Art illustrated by Accolade graphics editor Erin Lee.
In light of the coronavirus outbreak, schools have adapted to alternative methods of education by switching to online learning, which has been hard for many Sunny Hills students.
Concerns over cheating and formatting have led many national academic tests, such as the SAT and ACT, to be canceled or postponed instead of being taken online. Despite this, the College Board has decided to continue to administer Advanced Placement [AP] tests for the 2019-20 school year with the first 45-minute online exams starting Monday, May 11 (Physics C and U.S. Government and Politics).
Although the College Board has given students the option of asking for a refund, it’s clear that students should not opt out of taking their AP exams because these changes arguably make the tests easier for students by giving them more time to prepare and making it open Google/notes.
While the traditional exam includes a multiple-choice portion, this at-home exam contains one or two free-response questions only, covering material that most teachers would have reviewed by early March before several public schools shut down nationwide because of the COVID-19 pandemic.
For the first time, the College Board has also allowed students to type out their answers to the free-response questions instead of writing out the answers by hand on a sheet of paper.
These changes can only make studying for and taking the AP exams much easier since students have less material to review and less stress of having to write their ideas out on paper since many of them are used to typing out their essays in many of their classes. Also, it would not make much sense to ask for money back if the College Board will turn a blind eye on students who choose to go online to see if Google can help with answering the free-response question(s). This scenario definitely reduces the emphasis on memorization.
This may sound unfair, but in reality, since the tests only consist of free-response questions with a time limit, constantly referencing other materials would be very difficult. In fact, many most AP teachers have told their students that they must fully know the material if they want to finish the test accurately and on time.
So it’s not surprising that a survey of 18,000 students taken by the College Board shows that 91 percent of students still want to take their AP tests. Many students understand that, in these unique circumstances, the only way to take the test is by administering it online.
Students who take AP courses spend the entire year preparing for their tests, and this new format definitely should not discourage them from accepting this 45-minute challenge. People must recognize that an online test is better than none at all because it allows students’ year-long efforts to be rewarded and their knowledge to be put to use.
The College Board has definitely made the bolder decision to move forward with testing and not follow the International Baccalaureate program, which has canceled tests completely. It also deserves praise for creating online lectures earlier this month that the College Board advertises as being taught by actual AP teachers for the students to use when reviewing for their exams.
These provided courses are live-streamed daily and are even posted on the College Board’s YouTube channel afterward, which greatly helps students who need extra assistance preparing for their exams. This opportunity is especially helpful for students whose AP teachers have not provided them with adequate online learning materials.
They have also partnered with school district offices to help students who do not have access to either the internet or proper technology to take their test. These students are provided with hotspots and electronic devices to use if needed.
Some might feel these online exams are socioeconomically unfair because the College Board cannot prevent those with money to pay private tutors to take students’ AP exams for them or be available by phone or Facetime to help test-takers. These scenarios allude to what happened last year with the federal government’s case against certain Hollywood celebrities or business tycoons in the college admissions scandal. Many of them were charged with allegedly paying thousands of dollars to William Rick Singer to have someone else take SAT tests for their children.
Yes, testing security is definitely not full-proof, but at least the College Board has asked students’ AP teachers to review their responses later this month to confirm if their writing style is similar to what instructors have seen earlier in the school year.
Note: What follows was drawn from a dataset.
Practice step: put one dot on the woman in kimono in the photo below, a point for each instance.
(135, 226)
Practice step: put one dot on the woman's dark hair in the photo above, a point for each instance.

College Board officials have also suggested educators could use their students’ written responses as a final exam grade.
Though this is optional, at least the possibility of students’ teachers reviewing answers to the exams could be a deterrent for plagiarism.
All of these changes will help ensure that the test is as fair as possible for all AP students.
Ultimately, students need to understand that though this may not be ideal, it is the best possible solution.
After the College Board’s announcement about sticking with AP exams, it mentioned in a subsequent April news release that it will look into offering an online, home version of the SAT if the COVID-19 crisis were to prevent future test administrations in large rooms. With success imminent for students taking these altered AP exams, it wouldn’t be surprising for these same test-takers to mark, “all of the above,” if asked in a future College Board survey whether they would also want to take the SAT and other subject exams from the comfort of their homes.